A nonlocal Eulerian-based finite-element approach for strain-softening materials

The dependency of finite element (FE) results on mesh size is a major concern for the numerical analysis of strain -softening materials. The local methods of strain regularization rely on the shear strains of a solitary point. However, the nonlocal methods incorporate strain-softening, including the strain in surrounding soil elements, which show less mesh dependency. Previously, nonlocal methods were mostly implemented in Lagrangian-based FE programs and simulated the response for small to moderate strain levels. However, many geotechnical problems, such as large-scale landslides in sensitive clays, involve extremely large deformation. This study presents the implementation of the original and two modified nonlocal methods in a Eulerian-based large deformation FE program using a relatively simplified approach where simple soil models, such as von-Mises criteria for undrained behaviours, can be used.
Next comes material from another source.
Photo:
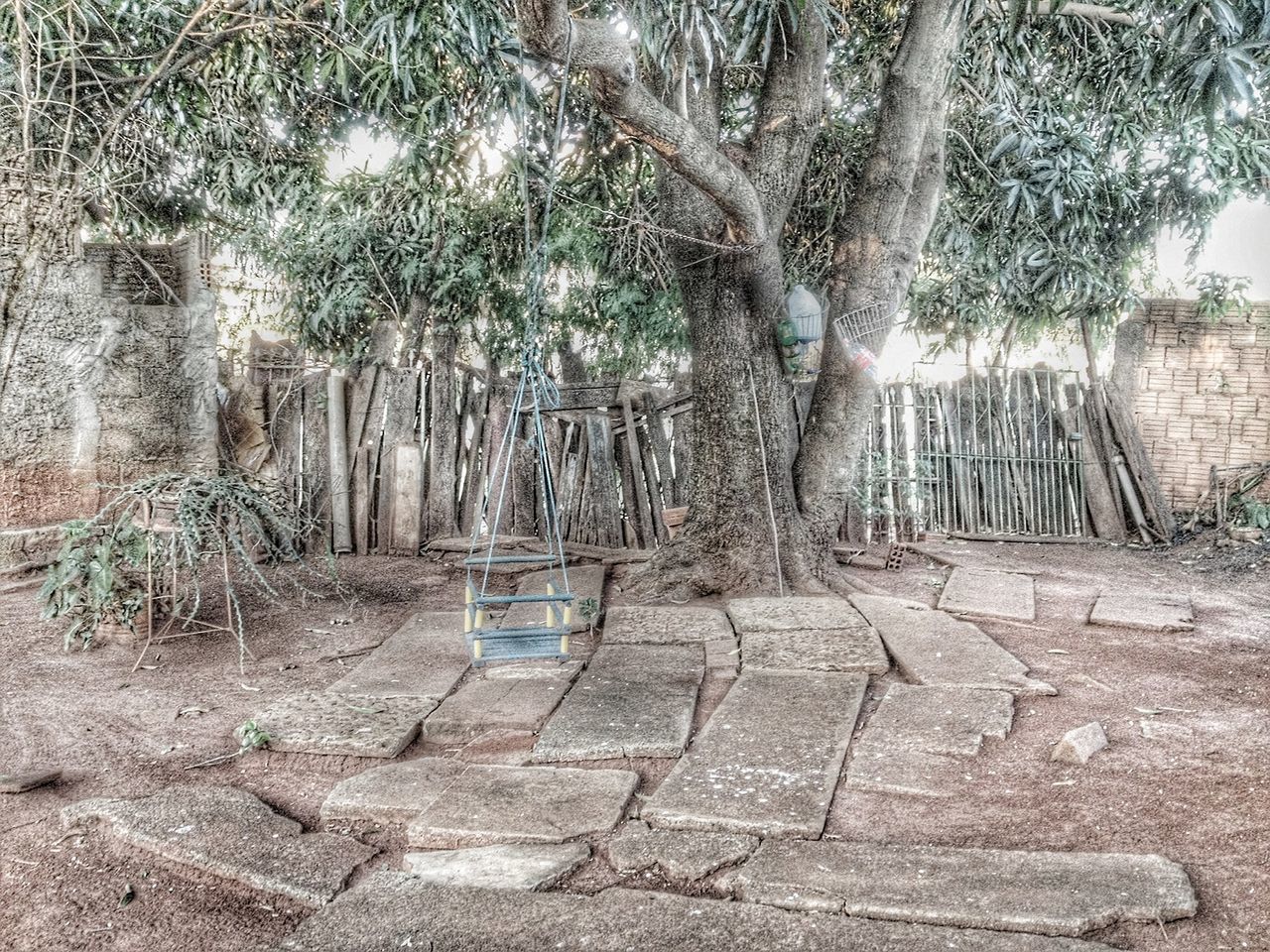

Two biaxial compression tests are simulated by using the nonlocal Eulerian-based FE program, and the results are compared with a nonlocal Lagrangian-based FE analysis and a nonlocal Material Point Method (MPM) of simulation, respectively. Among the three, the modified nonlocal methods, especially the over-nonlocal method, show a better performance in mesh convergence anal-ysis. Several approaches have been proposed to minimize the computational costs, as nonlocal modelling is generally computationally expensive.

Automated summary

This study implements original and modified nonlocal methods in a Eulerian-based large deformation FE program, using a simplified approach to simulate two biaxial compression tests. The results are compared with nonlocal Lagrangian-based FE analysis and nonlocal Material Point Method (MPM) of simulation. The modified nonlocal methods, especially the over-nonlocal method, show better performance in mesh convergence analysis. Several approaches have been proposed to minimize the computational costs of nonlocal modelling.